DuVernay tells her story with a three-fold theme system. The relationship between Dr King and his wife, Coretta (Carmen Ejogo); the vicious acts that transpire during the civil rights protests; and political and personal restraints. The snapshot of domestic life is the only theme that the director does not explore. DuVernay almost avoids taking the subject further, raising the issue of adultery momentarily, before shutting it down completely, to leave the topic inconclusive.

The other two themes provide a much stronger backstory. Through flashbacks of a tragic bombing that kills several children, and numerous assaults on innocent men and women, DuVernay gives an undiluted message. That is, Selma is about the ‘everyman’. By naming her film after the city where these events transpire, DuVernay makes the film about an entire nation. It is not just the one man who brought them all together.
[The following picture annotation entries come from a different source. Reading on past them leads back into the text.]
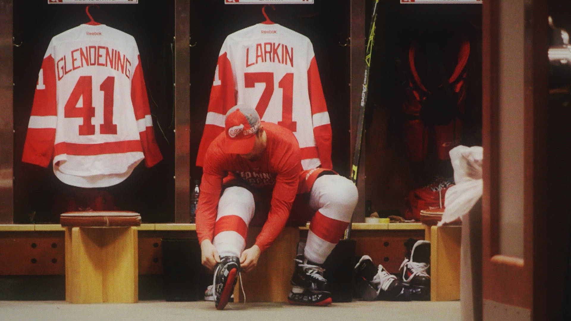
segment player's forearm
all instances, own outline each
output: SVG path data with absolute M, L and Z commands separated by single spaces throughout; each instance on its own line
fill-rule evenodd
M 200 193 L 196 210 L 196 235 L 200 243 L 214 239 L 218 199 L 218 194 Z
M 282 232 L 286 223 L 289 216 L 289 210 L 291 205 L 287 210 L 275 211 L 274 204 L 272 204 L 272 210 L 268 214 L 268 219 L 266 221 L 264 226 L 262 228 L 262 231 L 256 239 L 255 245 L 257 245 L 262 252 L 265 251 L 270 247 L 270 246 L 274 243 L 278 236 Z

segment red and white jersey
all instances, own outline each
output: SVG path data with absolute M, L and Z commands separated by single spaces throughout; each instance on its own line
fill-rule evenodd
M 228 35 L 220 51 L 196 165 L 224 131 L 237 104 L 255 106 L 262 121 L 292 131 L 304 169 L 331 168 L 331 126 L 311 42 L 278 24 Z
M 22 161 L 82 187 L 122 182 L 143 158 L 162 159 L 155 141 L 135 39 L 81 25 L 51 39 L 34 97 Z

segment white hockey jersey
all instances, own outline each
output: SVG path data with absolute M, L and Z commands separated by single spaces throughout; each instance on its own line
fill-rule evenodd
M 144 158 L 162 159 L 155 141 L 135 39 L 104 25 L 81 25 L 51 39 L 34 97 L 22 161 L 82 187 L 122 182 Z
M 311 42 L 276 23 L 228 35 L 218 57 L 206 124 L 196 159 L 224 131 L 237 104 L 255 107 L 262 119 L 293 132 L 304 169 L 331 168 L 331 126 Z

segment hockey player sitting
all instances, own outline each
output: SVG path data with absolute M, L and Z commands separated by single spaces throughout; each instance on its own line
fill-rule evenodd
M 238 274 L 251 271 L 292 216 L 310 210 L 307 245 L 295 259 L 292 304 L 331 302 L 321 265 L 343 236 L 357 203 L 357 188 L 329 169 L 303 170 L 289 130 L 262 122 L 256 110 L 238 105 L 226 114 L 224 133 L 206 152 L 196 212 L 202 264 L 214 270 L 216 307 L 222 310 Z M 302 195 L 309 197 L 301 197 Z M 260 223 L 255 244 L 246 248 L 248 226 Z

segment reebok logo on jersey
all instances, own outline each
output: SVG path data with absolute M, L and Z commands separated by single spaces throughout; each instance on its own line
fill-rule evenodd
M 234 126 L 230 127 L 230 129 L 228 130 L 228 135 L 231 138 L 236 137 L 236 135 L 242 133 L 242 130 L 244 130 L 244 125 L 240 124 L 237 126 Z

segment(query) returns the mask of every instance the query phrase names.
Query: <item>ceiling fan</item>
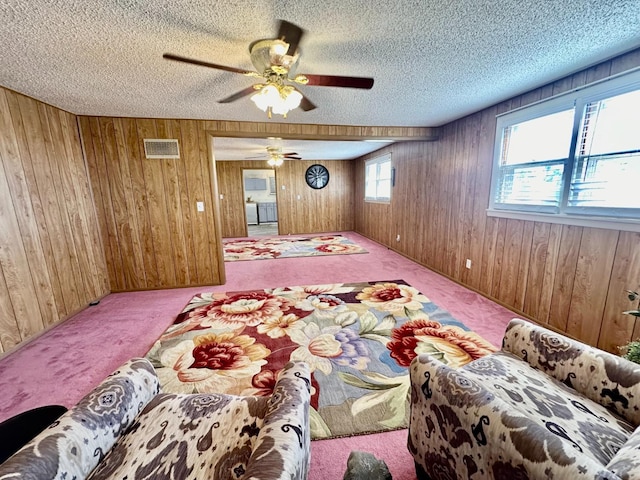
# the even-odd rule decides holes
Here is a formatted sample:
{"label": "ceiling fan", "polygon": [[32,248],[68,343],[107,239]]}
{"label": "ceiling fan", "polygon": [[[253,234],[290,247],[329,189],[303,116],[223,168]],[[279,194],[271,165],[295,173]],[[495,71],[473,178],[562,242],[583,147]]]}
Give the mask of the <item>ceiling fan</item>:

Selma has a simplistic style, tasteful and humble cinematography brought to us by Bradford Young (A Most Violent Year). Dulled sepia tones add a depth and beauty to the humblest of scenes. Together, Young and DuVernay create a snapshot of the past. A sensitive and personal portrayal of an unpredictable and brutal time in African-American history. Selma mixes the personal with the national; the political with the historical; the singular with the many. It will leave audiences engaged long after the final credits have rolled.